Black's comments came after an Austin think tank issued a report suggesting that any company wishing to buy or lease the lottery would probably want more gambling in Texas to maximize the profitability of such a venture.
Black said the report, by Texans for Public Justice, was overly speculative because the state has yet to conduct a detailed study of how much the lottery might be worth to a company or how much additional gambling might be needed to generate the desired profit.
The lottery, overseen by a three-member commission appointed by the governor, is already a public-private venture. A private company operates many of the games and helps with marketing.
The lottery generates about $1 billion annually for the state, and that money helps pay for public education.
Senate Finance Committee Chairman Steve Ogden, R-Bryan, said he'd be open to selling or leasing the lottery if it could be shown that the state would come out ahead.
"It's a matter of price," Ogden said. "If somebody comes in and promises to give us more money than we're making now, I'd be for it. If they can't, I won't. It's pretty simple."
But Ogden said such a deal would appeal to him only if the company stuck to lottery games. "If they want to use it as a vehicle for casinos and slot machines, it ain't going to fly," Ogden said.
When the Legislature convened in January 2007, Perry urged lawmakers to give private companies a chance to buy or lease the lottery. The proposal drew little support and was shoved to the back burner.
But records released to Texans for Public Justice showed that several companies offered written proposals to take over the lottery.
Two -- Merrill Lynch and UBS -- suggested that the lottery could be worth well over $20 billion if more than just traditional lottery games were allowed.
Black said the proposals were more like "nice, glossy what-ifs" and "highly educated guesses" than formal offers because there was no legislative go-ahead at the time.

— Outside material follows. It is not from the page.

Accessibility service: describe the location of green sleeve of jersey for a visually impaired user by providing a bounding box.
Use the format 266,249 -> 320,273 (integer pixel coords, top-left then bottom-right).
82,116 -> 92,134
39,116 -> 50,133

But he said the governor will urge legislative leaders to delve more deeply into the issue before lawmakers return to Austin in January.
"It's important for us to have a solid understanding of what the actual value of the lottery is," Black said, adding that the governor's office is no longer in discussions with any companies interested in operating the lottery.
Ogden's committee is expected to examine issues surrounding privatizing the lottery this year, but no hearings have been scheduled, he said.
He also said that because of the slowdown in the economy, the interest from the private sector may have waned since last year.
"I'm not sure how many folks out there want to risk that kind of capital given the current state of the economy," Ogden said.